Around 5.6 million Palestinian refugees currently live in Jordan, Lebanon, Syria, the Israeli-occupied West Bank and Gaza, mainly the descendants of those who were forced out or who fled their homes around the 1948 war linked to Israel's creation. The fate of Palestinian refugees is one of the thorniest issues in the moribund peace process. Palestinians and Arab states say a deal should include the right of those refugees and their descendants to return, something Israel has always rejected.

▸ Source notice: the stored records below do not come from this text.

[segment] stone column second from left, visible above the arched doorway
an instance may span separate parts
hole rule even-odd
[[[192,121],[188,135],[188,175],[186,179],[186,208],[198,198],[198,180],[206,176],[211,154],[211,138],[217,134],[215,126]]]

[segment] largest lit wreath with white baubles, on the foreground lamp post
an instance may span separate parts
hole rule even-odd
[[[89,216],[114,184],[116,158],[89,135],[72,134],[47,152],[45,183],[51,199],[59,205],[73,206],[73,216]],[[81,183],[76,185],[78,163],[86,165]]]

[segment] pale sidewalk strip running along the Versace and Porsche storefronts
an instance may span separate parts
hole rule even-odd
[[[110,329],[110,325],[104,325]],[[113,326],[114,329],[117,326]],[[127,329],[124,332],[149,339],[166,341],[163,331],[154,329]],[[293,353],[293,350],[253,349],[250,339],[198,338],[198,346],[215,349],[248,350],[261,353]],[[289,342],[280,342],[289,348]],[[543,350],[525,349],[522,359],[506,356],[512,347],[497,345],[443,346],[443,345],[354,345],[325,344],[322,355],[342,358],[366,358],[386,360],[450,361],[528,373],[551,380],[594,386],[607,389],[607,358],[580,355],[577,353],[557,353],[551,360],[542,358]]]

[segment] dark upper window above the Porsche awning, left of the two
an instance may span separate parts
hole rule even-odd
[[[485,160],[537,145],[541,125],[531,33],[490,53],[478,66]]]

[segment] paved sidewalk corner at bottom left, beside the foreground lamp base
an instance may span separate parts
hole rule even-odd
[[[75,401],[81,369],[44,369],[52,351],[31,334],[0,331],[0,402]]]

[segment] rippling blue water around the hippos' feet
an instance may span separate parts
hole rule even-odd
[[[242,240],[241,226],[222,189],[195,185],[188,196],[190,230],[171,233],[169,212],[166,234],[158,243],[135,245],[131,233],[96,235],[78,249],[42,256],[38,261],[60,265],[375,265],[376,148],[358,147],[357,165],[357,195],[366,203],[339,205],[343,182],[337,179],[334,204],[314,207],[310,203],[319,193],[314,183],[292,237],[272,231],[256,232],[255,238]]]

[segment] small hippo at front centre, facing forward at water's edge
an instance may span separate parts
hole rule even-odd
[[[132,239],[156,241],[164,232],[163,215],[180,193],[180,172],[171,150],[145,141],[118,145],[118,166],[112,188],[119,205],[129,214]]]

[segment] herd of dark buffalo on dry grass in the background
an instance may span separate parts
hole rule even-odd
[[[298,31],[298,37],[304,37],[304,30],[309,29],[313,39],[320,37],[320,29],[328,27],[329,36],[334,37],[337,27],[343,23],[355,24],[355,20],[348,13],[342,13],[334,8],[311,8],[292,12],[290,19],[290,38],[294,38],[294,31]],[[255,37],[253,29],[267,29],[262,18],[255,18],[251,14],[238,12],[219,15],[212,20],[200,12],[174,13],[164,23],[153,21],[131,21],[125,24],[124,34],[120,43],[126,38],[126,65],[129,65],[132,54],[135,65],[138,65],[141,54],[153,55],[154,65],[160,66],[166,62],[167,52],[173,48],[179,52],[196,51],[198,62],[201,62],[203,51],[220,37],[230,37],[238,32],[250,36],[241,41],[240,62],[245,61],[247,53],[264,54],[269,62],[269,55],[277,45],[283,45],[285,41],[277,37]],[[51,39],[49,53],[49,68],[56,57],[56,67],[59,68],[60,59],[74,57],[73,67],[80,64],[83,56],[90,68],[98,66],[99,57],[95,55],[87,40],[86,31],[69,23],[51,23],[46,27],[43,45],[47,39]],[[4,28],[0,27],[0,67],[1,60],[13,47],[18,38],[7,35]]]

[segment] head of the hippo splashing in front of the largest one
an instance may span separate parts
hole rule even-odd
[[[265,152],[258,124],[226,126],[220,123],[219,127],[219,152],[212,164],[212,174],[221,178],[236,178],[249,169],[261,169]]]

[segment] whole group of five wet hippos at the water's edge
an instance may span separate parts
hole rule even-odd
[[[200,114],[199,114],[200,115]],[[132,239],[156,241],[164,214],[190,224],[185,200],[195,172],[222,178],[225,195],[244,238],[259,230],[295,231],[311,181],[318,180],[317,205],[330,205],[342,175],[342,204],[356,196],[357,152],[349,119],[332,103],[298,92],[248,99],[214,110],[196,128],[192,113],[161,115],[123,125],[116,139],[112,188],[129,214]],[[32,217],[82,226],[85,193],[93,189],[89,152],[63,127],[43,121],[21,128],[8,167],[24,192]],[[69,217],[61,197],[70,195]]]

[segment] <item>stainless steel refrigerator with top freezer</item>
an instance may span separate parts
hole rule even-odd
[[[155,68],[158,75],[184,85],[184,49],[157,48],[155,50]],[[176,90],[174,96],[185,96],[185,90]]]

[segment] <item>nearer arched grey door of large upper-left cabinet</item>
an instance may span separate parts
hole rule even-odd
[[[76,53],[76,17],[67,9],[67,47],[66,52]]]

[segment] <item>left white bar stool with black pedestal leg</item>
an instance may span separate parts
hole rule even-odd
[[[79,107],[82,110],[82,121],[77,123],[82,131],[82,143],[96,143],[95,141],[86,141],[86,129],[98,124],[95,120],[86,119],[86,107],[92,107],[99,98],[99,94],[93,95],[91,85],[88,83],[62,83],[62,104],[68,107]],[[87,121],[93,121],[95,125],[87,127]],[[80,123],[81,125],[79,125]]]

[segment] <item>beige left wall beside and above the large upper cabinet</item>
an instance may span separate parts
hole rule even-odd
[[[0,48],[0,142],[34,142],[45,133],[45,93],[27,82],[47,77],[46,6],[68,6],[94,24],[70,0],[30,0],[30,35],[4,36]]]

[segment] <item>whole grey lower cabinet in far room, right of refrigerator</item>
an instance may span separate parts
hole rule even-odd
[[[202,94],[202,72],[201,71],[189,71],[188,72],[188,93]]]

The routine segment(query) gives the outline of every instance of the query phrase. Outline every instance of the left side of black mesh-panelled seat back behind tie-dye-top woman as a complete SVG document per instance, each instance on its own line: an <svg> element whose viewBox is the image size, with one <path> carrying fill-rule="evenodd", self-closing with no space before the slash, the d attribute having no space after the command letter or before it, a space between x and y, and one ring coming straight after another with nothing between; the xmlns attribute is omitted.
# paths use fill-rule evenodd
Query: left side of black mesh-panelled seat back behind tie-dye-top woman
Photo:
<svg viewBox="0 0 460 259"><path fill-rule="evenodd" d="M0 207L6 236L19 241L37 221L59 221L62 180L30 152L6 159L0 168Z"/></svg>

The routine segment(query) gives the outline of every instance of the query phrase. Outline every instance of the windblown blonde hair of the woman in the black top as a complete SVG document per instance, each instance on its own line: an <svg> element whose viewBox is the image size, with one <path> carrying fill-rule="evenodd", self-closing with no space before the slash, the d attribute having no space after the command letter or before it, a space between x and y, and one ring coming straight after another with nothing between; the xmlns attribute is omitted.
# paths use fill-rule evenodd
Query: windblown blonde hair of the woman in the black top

Israeli plans to assault Rafah, where more than a million Gazans have been sheltering from military offensive further north, have drawn widespread condemnation. Even Israel's closest ally, the United States, has warned Prime Minister Benjamin Netanyahu that the country would face global isolation if it goes ahead.
Grandi said an attack on Rafah may make the movement of Gazans into Egypt "the only option for safety available."

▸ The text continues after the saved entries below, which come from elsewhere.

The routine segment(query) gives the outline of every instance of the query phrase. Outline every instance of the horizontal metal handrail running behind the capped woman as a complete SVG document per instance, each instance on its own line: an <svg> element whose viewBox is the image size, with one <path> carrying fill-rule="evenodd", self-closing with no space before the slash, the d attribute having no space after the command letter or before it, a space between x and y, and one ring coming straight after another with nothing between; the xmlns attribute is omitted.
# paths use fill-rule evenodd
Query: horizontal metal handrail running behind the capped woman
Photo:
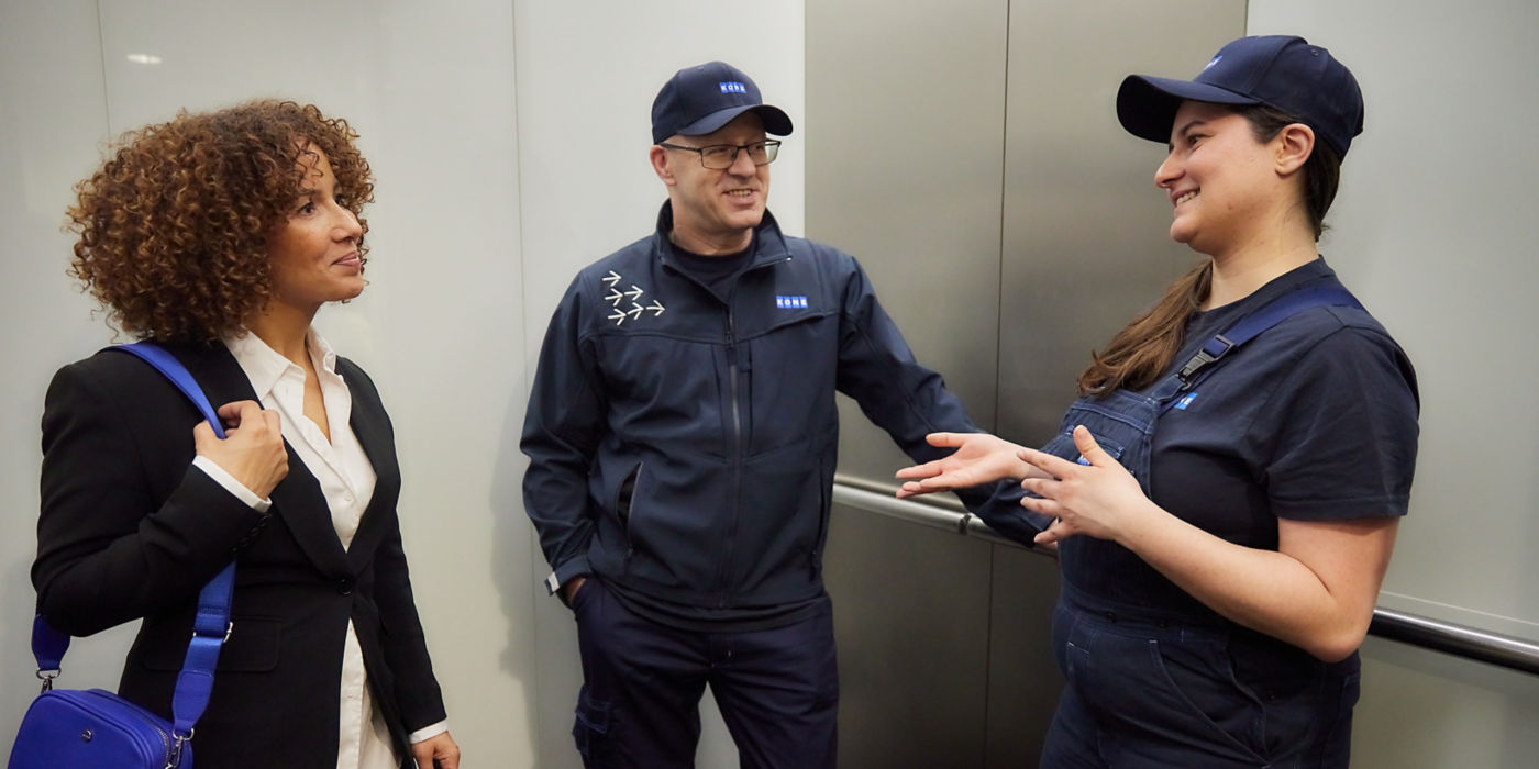
<svg viewBox="0 0 1539 769"><path fill-rule="evenodd" d="M893 497L893 492L891 486L845 474L834 475L834 503L837 504L900 518L933 529L950 531L963 537L974 537L994 544L1020 548L1039 555L1056 557L1051 549L1028 548L1016 540L1000 537L977 515L966 512L962 503L951 495L899 500ZM1434 652L1451 654L1465 660L1539 675L1539 643L1528 638L1502 635L1499 632L1382 608L1373 611L1368 634Z"/></svg>

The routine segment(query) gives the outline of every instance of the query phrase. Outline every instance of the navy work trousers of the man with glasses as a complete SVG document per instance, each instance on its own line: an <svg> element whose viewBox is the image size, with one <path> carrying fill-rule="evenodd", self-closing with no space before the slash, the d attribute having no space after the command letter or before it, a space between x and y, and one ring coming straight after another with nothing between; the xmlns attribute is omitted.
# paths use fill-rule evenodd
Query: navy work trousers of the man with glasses
<svg viewBox="0 0 1539 769"><path fill-rule="evenodd" d="M833 767L833 604L768 631L682 631L639 617L597 578L573 600L583 686L573 737L589 769L694 766L709 686L745 769Z"/></svg>

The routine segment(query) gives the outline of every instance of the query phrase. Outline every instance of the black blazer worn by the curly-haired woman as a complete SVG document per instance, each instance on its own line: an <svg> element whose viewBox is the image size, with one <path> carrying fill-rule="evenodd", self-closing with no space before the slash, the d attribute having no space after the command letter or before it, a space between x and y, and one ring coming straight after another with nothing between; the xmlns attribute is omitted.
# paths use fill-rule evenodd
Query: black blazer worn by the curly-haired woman
<svg viewBox="0 0 1539 769"><path fill-rule="evenodd" d="M219 408L255 400L223 345L166 345ZM400 546L394 434L374 383L339 358L351 426L379 481L343 551L315 477L289 474L260 514L191 466L197 409L159 371L98 352L54 375L43 408L38 611L72 635L143 617L120 694L169 718L197 594L235 558L234 629L192 740L199 766L336 767L348 620L397 754L445 718Z"/></svg>

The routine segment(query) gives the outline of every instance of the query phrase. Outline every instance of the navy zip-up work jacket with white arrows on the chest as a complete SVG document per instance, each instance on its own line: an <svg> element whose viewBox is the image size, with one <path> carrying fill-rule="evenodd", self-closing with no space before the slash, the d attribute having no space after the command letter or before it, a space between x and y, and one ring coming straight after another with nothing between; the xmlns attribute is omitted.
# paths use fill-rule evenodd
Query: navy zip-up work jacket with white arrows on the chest
<svg viewBox="0 0 1539 769"><path fill-rule="evenodd" d="M766 212L717 297L679 268L671 229L665 203L651 237L577 274L545 335L522 449L549 584L597 574L722 609L808 600L822 592L834 392L916 461L943 454L925 434L977 428L854 257L783 235Z"/></svg>

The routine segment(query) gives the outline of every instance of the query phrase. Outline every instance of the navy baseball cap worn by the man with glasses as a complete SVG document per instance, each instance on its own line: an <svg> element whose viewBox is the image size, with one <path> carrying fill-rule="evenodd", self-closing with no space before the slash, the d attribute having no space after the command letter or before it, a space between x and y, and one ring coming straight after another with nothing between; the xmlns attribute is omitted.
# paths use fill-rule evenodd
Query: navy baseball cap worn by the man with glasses
<svg viewBox="0 0 1539 769"><path fill-rule="evenodd" d="M726 62L686 66L663 83L653 102L653 143L674 134L709 134L748 111L759 112L765 132L791 134L791 118L766 105L759 86L742 69Z"/></svg>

"This dilemma is unacceptable and the responsibility to avoid this dilemma lies squarely in this particular case with Israel, the occupying power in Gaza," he said.
The Israeli military says four Hamas battalions remain in the city as well as an unknown number of senior commanders of the Islamist movement.
Grandi said UNHCR was stocking tents and supplies and working with countries in the region on coming up with their own contingency plans for the possible arrival of Gazans.
"We are looking at the region and that the possibility not only of the outflow, but also that the conflict may expand," Grandi said.
"But I repeat, we must not arrive at that atrocious dilemma, which would be really almost the end of the road for what is really important here: ultimate peace."